If you are sure that you belong to one of the groups I mock, then either you are right or you are wrong. If you are right, then accept it and laugh at yourself a little, or try to change (if I have rudely awakened you to a midcollege crisis). If you're wrong--well, hell, you won't know if you're wrong, anyway.
The act of classification, roughly speaking, involves the careful grouping of a large set of individuals into categories defined by the properties each member of that category possesses. So, if we survey the Harvard landscape, what do we find? Let's start with the phylum Euro-Trash-icus, the members of which hold the humble belief that Europe is the center of the universe, and, here on earth, the pinnacle of civilization and culture. You can recognize members of the phylum Euro-trashicus by their refusal to recognize you.
If they don't recognize you, it is invariably for one or more of the following reasons:
1)You don't live in Adams or Dunster.
2)You don't know the right people in Adams or Dunster.
3)You make too much eye contact.
4)You exhibit sensitivity, warmth or friendliness.
5)You haven't read any Foucault or you think he's worthless.
6)You weren't seen in Pamplona recently.
7)You don't smoke.
8)You don't have a Euro accent and can't effectively feign one.
9)You aren't studying literature.
10)You aren't both liberal and elitist.
Your attire can also be a cause of non-recognition, especially if it is fashioned by J. Crew. For the Euro-Trashicus, clothing is acceptable only if it conforms to one or more of the following conditions:
1)It is black and should have been discarded after the '70s.
2)It is black and actually was donated to the Salvation Army after the '70s, but has since been fashionably patched up.
3)It includes black suede platform shoes and black, nonfunctional glasses.
Now let us move to the most striking category of individual at Harvard College, the notorious Jockicus. The Jockicus tends to capture one's attention precisely because he doesn't seem to belong at Harvard--at least not in a Harvard classroom, and yet he is so often encountered there.
Surely you've noticed the Jockicus in one of your sections. He usually lacks a neck, or at least it starts and ends with a thick roll of flesh that protrudes from the back of his occipital bone. He looks as if he starts every morning by consuming at least four boxes of Wheaties before rendering an innocent-looking bathroom completely uninhabitable.
His biceps are often bigger than you head, an this seems to assist him in section, where his athletic virtue and valor translate into the opening comment. The Jockicus seems to triumph in section mostly because his formidable physique, for students of normal dimensions, constitutes enough of a justification for the statements he makes.
On a rare occasion, the 98-pound math genius will try to correct something said by the Jockicus, but will invariably lose because of his inferior lung power.
Because so many members of the phylum Final Clubicus are also members of the phylum Jockicus, the two can be difficult to discern.

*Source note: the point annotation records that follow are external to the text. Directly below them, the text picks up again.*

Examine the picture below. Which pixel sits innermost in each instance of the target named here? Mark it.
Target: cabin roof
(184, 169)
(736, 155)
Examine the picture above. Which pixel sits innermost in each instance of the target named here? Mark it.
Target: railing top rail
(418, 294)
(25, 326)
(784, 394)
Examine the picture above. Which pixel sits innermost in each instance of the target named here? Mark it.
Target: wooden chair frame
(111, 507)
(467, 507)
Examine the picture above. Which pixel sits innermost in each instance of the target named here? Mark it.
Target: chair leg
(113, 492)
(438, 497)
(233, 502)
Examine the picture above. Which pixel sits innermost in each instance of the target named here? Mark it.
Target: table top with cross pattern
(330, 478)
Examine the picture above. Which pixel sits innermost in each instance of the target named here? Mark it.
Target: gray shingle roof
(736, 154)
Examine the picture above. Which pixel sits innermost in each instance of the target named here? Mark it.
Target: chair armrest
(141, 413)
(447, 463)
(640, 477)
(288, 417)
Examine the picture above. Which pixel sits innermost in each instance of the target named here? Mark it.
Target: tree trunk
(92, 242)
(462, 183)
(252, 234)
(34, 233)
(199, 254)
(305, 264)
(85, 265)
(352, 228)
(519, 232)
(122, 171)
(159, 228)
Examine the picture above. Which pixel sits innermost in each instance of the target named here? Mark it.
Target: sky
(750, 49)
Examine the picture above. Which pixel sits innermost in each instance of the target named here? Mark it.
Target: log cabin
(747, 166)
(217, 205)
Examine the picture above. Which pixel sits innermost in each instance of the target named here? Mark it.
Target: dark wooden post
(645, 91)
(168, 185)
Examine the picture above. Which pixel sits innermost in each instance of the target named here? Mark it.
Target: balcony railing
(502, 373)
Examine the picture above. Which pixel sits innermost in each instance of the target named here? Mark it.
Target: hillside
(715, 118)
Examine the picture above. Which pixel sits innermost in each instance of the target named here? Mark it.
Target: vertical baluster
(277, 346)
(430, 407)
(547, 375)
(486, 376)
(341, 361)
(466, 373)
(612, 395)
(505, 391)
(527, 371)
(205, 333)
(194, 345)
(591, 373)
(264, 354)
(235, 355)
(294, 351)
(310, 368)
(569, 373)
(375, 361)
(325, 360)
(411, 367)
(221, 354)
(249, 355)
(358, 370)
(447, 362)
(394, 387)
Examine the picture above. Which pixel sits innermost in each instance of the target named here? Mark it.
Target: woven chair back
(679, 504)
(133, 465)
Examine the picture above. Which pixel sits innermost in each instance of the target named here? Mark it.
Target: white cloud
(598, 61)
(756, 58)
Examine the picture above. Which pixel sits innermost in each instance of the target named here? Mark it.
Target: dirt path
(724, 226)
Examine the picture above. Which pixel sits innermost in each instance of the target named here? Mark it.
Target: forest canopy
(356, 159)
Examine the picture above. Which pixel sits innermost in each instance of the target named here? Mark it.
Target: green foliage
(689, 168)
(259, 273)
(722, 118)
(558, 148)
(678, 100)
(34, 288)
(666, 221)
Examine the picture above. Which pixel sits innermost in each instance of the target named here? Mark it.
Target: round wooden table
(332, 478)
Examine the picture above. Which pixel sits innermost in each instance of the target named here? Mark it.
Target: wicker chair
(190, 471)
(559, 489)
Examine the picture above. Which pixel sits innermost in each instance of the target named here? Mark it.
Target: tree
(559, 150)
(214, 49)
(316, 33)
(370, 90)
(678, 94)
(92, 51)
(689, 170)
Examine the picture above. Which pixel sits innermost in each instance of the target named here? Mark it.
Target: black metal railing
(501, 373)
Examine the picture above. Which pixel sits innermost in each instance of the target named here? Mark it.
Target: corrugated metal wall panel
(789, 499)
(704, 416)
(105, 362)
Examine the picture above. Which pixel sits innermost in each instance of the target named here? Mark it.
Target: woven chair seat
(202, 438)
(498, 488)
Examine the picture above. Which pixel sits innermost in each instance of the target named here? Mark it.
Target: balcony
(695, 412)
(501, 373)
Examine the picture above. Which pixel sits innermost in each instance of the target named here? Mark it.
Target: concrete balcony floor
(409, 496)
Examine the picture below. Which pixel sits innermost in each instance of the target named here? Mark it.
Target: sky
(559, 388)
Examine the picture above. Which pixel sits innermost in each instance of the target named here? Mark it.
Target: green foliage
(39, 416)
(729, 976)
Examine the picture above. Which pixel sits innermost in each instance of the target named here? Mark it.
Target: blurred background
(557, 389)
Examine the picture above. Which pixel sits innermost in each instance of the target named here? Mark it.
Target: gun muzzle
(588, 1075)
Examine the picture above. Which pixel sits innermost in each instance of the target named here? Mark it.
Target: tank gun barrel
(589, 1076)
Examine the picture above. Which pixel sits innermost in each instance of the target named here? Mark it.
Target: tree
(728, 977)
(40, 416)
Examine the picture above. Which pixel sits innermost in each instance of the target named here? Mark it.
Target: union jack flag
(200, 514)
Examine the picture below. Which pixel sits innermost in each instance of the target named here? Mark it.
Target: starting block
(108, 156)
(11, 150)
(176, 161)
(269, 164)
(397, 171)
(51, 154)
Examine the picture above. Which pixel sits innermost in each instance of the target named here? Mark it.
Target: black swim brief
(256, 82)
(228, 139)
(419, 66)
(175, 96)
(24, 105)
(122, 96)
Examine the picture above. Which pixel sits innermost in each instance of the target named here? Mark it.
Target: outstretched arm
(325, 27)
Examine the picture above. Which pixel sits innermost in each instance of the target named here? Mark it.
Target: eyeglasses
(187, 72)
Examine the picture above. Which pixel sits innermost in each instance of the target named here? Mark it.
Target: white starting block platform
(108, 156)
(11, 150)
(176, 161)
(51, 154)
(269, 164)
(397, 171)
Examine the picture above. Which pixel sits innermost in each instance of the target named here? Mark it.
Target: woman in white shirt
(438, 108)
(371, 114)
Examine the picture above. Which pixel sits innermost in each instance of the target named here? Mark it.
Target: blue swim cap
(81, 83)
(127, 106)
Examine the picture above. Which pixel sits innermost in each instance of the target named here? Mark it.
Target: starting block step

The important thing to remember here is that, while both try to drink beer as if it were water and both love sports as if they mattered, some members of the Final Clubicus are not actually of the phylum Jockicus.
These members of the phylum Final Clubicus descend from obscenely wealthy ancestors whose names are inscribed on all important buildings. They are the people who will bar me from getting a job at the top 100 corporations in America, for having written this piece. Their strength, like that of Jockici, originates in their tendency to move about in herds. Later in life, this habit of moving and thinking in herds translates into many powerful connections, that provide a kind of affirmative action for the over-privileged.
The other phylum of Harvard students who inevitably succeed, although through a little more seat, is the phylum Pre-med Geekicus. Members of this phylum can be identified in several ways:
1)They are always rushing to or from the Science Center.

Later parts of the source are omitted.